- Regional inequalities in property values have increased significantly under the coalition government.
- Housing has become more affordable for low-earners in most parts of the UK, undermining the apparent rationale for schemes such as Help to Buy.
- Changes to stamp duty announced at the Autumn Statement disproportionately benefit London.
Regional housing inequalities in the UK have become endemic since the financial crisis, and once again pose a significant threat to economic stability, according to a new report by the Sheffield Political Economy Research Institute (SPERI) at the University of Sheffield.
Evidence on changes in average house prices across the regions and nations of the UK shows that regional housing inequalities have significantly increased. Average house prices are now more than 30 per cent above their pre-crisis peak in inner London, more than 15 per cent above in outer London, and almost nine per cent above in the rest of the South East.
In contrast, average house prices in the three regions of Northern England remain 5-10 per cent below their pre-crisis peak.

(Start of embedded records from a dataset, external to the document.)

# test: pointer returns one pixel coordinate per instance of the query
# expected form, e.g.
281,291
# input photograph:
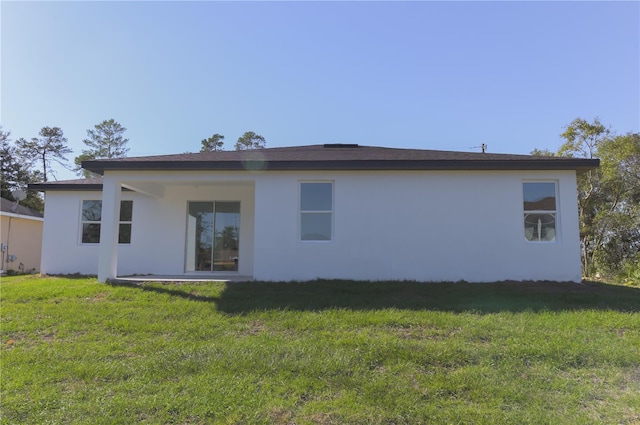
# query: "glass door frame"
191,253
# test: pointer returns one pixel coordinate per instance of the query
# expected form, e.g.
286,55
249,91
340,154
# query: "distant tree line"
31,161
249,140
608,198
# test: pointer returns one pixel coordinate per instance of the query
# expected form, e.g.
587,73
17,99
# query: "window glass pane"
315,226
126,210
539,196
125,233
316,197
90,233
540,227
91,210
226,236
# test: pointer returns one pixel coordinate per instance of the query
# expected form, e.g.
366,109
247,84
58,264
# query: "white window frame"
554,212
83,222
330,212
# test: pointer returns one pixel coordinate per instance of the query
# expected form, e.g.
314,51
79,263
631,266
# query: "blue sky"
432,75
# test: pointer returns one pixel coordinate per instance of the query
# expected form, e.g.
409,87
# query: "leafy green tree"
213,143
620,176
608,197
542,152
250,140
15,174
50,147
105,140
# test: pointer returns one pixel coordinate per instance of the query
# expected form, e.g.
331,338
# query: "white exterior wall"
425,226
158,238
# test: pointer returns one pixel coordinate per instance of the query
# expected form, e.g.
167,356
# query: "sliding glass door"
213,236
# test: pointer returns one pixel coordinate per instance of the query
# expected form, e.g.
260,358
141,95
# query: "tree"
105,140
542,152
15,174
250,140
50,147
213,143
608,197
620,176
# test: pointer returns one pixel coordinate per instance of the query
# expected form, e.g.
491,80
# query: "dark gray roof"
340,157
15,208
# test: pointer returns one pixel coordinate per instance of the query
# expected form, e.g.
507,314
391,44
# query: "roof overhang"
579,165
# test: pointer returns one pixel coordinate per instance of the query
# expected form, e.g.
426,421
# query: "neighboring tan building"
332,211
21,237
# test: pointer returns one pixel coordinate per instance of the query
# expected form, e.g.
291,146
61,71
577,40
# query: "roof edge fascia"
578,164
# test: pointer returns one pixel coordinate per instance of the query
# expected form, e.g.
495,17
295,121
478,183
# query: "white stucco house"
338,211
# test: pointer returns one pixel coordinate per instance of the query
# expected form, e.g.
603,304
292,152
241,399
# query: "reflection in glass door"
213,236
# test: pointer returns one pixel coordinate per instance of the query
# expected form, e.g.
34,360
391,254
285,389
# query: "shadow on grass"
245,297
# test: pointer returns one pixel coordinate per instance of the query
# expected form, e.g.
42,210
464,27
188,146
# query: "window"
316,211
539,211
92,215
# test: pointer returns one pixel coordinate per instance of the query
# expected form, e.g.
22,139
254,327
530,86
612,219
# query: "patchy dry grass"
76,351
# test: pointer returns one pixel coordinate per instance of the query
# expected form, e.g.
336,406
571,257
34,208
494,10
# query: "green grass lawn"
76,351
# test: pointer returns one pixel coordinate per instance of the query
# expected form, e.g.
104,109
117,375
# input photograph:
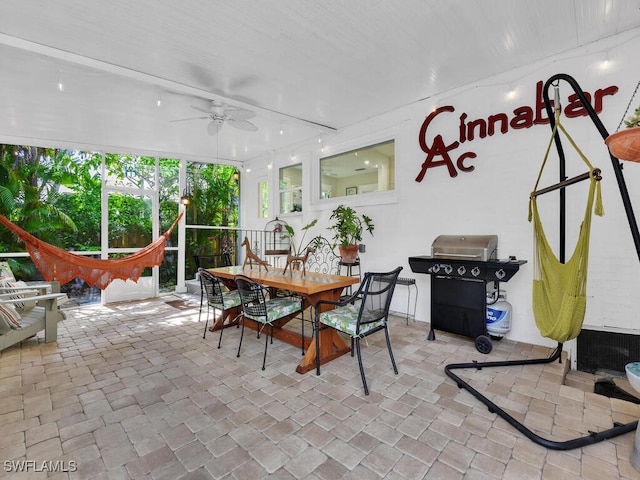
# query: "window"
363,170
291,189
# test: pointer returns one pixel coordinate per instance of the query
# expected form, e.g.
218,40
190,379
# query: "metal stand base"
591,438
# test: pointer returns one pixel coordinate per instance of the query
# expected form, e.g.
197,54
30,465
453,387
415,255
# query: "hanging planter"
625,144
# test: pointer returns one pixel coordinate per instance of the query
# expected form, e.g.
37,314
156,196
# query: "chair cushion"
277,308
345,320
10,315
231,299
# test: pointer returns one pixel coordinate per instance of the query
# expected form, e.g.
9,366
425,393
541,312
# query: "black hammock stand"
618,428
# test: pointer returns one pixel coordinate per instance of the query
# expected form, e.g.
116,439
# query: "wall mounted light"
60,82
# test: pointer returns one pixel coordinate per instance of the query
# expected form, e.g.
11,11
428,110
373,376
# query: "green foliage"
348,226
56,195
633,120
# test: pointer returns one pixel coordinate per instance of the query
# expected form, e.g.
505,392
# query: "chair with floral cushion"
264,312
364,313
218,298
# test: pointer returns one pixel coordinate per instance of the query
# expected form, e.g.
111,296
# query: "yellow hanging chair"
559,289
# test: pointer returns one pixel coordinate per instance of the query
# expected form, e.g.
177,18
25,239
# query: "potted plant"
297,257
625,144
347,227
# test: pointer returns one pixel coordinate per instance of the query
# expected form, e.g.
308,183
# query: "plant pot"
349,253
625,144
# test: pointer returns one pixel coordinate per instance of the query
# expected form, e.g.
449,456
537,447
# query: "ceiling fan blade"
213,128
240,113
242,125
200,109
185,119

One of the implications of these trends is that while the crisis of housing affordability in London intensifies, houses have become more affordable for lower earners in most parts of the country. The report shows that the ratio of median house prices to median earnings, and the ratio of lower quartile house prices and lower quartile earnings, fell significantly between 2007 and 2013 throughout Northern England and the Midlands (although they remain high in historical terms).

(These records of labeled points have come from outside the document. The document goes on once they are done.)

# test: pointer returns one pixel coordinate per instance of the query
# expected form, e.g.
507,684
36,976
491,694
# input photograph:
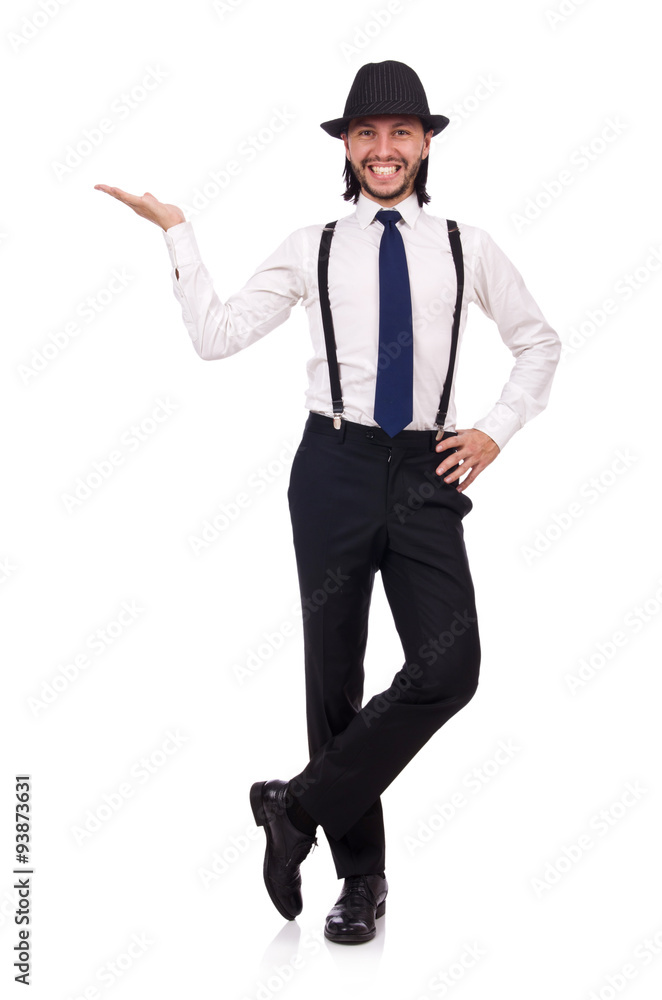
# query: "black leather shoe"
286,846
352,919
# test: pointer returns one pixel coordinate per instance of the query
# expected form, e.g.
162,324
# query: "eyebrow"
365,124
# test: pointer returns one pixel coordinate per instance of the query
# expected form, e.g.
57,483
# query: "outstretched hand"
147,206
475,451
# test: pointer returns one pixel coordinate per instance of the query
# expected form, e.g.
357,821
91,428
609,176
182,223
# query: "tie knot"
386,215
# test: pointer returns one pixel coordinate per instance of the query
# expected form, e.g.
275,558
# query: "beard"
406,175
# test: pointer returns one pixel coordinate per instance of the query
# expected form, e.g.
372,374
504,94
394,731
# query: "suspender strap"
456,249
327,320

This evidence undermines the apparent rationale for the government’s Help to Buy scheme - designed to help lower earners get onto the housing ladder. The report therefore supports the view that Help to Buy is intended as a deliberate, short term housing market stimulus, and that, as such, the scheme contributes to the risk of repeating the housing market downturn which precipitated the financial crisis.
The report also shows that the reforms to stamp duty introduced at the Autumn Statement in December 2014 disproportionately benefit homebuyers in London, particularly the outer London commuter belt.
People buying averagely priced houses in inner London can expect to pay around £2,000 less in stamp duty, and people in outer London can expect to pay around £4,000 less. In contrast, people buying averagely priced houses in the Midlands and Northern England can expect to pay around £1,000 less.
Dr Craig Berry, SPERI Deputy Director and author of the report, said: "The UK housing market has returned to business as usual. This can be seen as a sign of economic recovery yet, equally, it also suggests that many of the problems associated with the onset of the financial crisis and subsequent stagnation remain salient. The coalition government’s decision to reform and, in effect, significantly reduce the tax burden on housing transactions indicates that it is relatively unconcerned by the economy’s dependence on the housing market, nor the acute regional inequalities which pervade the UK economy.
"The changes are typical of George Osborne’s economic stewardship, and in particular his recent budget decisions. The reform benefits, or is perceived to benefit, most of the country. Yet at the same, it disproportionately benefits households in London and the South East, reinforcing the capital’s economic supremacy. My fear is that, if Budget 2015 follows the same pattern, any short term economic benefits will end up causing more trouble than they are worth for whichever party or parties are in power after the general election."
The full report can be viewed at speri.dept.shef.ac.uk/publications/speri-briefs/ . Today’s publication is the latest in a new series of SPERI British Political Economy Briefs. Through this series SPERI hopes to draw upon the expertise of its academic researchers to influence the debate in the UK on sustainable economic recovery.